In honor of Tuesday night’s Bedford Playhouse screening of Bad Day at Black Rock, HE is re-posting (second time within the last 12 months!) a riff about Anne Francis‘s Liz Wirth character not (heh-heh) getting any, or at least being indifferent to the concept, due to where she lives.
The original HE posting appeared on 11.15.24:
Bad Day at Black Rock (‘55) is a good, strong John Sturges film except for one thing. Nobody in that tiny little desert backwater is doing Anne Francis.
It makes no sense that Francis would even be there, as a woman this fetching would never settle for a grim existence in a dinky little ghost town like this. Life is short — you have to go for the gusto and the goodies.
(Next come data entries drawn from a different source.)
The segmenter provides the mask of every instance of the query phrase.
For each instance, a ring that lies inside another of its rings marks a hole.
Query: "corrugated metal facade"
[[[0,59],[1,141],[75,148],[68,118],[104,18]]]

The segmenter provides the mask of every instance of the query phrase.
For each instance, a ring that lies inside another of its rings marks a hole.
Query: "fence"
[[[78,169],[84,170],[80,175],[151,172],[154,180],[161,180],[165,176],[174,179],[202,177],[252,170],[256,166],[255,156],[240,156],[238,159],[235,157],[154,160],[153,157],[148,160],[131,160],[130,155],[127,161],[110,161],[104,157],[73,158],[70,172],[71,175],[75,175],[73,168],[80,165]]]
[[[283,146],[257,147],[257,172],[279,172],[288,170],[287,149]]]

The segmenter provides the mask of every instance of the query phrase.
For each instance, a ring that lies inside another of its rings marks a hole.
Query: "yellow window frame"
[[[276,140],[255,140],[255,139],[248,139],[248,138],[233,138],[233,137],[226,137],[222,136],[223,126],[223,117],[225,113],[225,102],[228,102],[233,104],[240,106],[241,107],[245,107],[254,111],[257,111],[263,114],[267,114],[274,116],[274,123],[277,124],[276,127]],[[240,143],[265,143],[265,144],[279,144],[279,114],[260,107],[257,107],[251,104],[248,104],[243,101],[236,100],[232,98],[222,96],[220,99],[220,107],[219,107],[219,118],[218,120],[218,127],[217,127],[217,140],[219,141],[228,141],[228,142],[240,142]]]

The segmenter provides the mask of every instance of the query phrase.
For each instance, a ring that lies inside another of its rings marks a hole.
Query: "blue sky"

But even if you accept that Francis’s “Liz Wirth” would be content to live in this dusty hell hole, human nature dictates that someone in that miserable hamlet would’ve stepped up to the plate and said to her, “I’m your man…really. We can make beautiful music together and have all kinds of nice plants on the patio.”
Someone always steps up and seals the deal in these situations. It happened in each and every cave settlement in prehistoric times, in every village in ancient Judea, in every clay-hut, grass-roof settlement in medieval Europe. Not that a knockout like Francis would’ve rubbed shoulders with everyday European villagers or Judeans or cave-dwellers.
The fact that director John Sturges never addressed this reality — Francis not only being unattached but none of the dudes even applying for the position — tells you something about the funny-looking Sturges, who might’ve been an egghead brother of Richard Kiel except shorter, and with a high forehead. It suggests he wasn’t much of a hound in his youth or that he tried his luck with women but wasn’t very successful.
If I was Spencer Tracy, I would’ve sized things up and sauntered over to Robert Ryan or Lee Marvin or Walter Brennan or Wirth’s brother Pete, who works at the hotel, and said, “Are you telling me that no one’s giving Anne the high, hard one, or at least trying to? Because that really goes against basic human nature.“
Anne Francis passed in 2011 at age 80.